Cummins-Powered Tender Serves Washington State's New Floating Bridge
When the world's largest vehicular floating bridge was completed recently at Seattle, a newly built, Cummins-powered vessel—Driftwood II—was on hand to begin serving as the concrete structure's tender. Performing bridge maintenance, backup firefighting and environmental cleanup chores is a 46-foot, specially designed steel vessel powered by a pair of Cummins 6BT5.9- M marine diesels, each rated at 180 horsepower at 2,500 rpm. Each inline engine powers a 360-degreerotatable Schottel SPJ-55 pump-jet thruster mounted below the pilothouse. In addition to the main engines, the Driftwood II is equipped with a Cummins 6B25.9-M diesel, rated at 115 horsepower at 2,500 rpm, for powering a 750-gallon-per-minute fire pump. The main engines are turbocharged and the fire pump engine is naturally aspirated.
The Driftwood II, owned and operated by the State of Washington Department of Transportation, not only is tending the new Interstate 90 floating bridge across Lake Washington but will be assigned to an older floating bridge that will reopen to traffic in 1992 after receiving major refurbishing. The new bridge will be for westbound traffic and the refurbished structure will be for eastbound traffic.
The two floating bridges are anchored alongside each other between Seattle and Mercer Island in Lake Washington.
Washington State's new bridge tender was designed by Columbia Sentinel Engineers Inc., Seattlebased naval architectural and marine engineering firm, and built by Fishermen's Boat Shop Inc. at Everett, Wash.
The 40-ton, blunt-bowed vessel, which has a top speed of about 8.5 knots, was equipped with Cummins 6B Series diesels because these engines have horsepower ratings that fit well with the rpm requirements of the pump jets and fire pump, reported Paul Zankich, Columbia Sentinel's principal naval architect.

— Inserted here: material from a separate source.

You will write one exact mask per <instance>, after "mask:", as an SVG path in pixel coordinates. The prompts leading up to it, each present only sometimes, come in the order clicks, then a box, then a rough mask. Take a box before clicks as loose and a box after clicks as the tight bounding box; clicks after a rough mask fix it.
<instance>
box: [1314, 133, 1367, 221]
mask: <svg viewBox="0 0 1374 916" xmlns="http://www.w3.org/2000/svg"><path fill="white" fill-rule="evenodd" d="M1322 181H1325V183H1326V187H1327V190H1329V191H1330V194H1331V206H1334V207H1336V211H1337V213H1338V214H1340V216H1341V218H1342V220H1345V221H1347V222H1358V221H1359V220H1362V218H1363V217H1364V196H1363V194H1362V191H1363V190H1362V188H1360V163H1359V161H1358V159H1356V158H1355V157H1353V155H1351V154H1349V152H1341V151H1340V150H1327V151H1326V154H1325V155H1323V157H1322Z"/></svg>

"We looked at several manufacturers to see what they had available in that horsepower range," he said. "We wanted preferably an American- made engine with good availability of parts and service. That particular (Cummins 6B Series) engine satisfied all of those conditions." Among the multipurpose vessel's bridge maintenance duties will be assisting with adjusting anchor cables, flushing bridge drains, maintaining navigation lights and doing other maintenance as needed. The vessel is equipped with a six-toncapacity, knuckle-boom hydaulic crane, pilothouse controls at stations both fore and aft inside the pilothouse and quick-disconnect connections for portable hydraulic and pneumatic tools.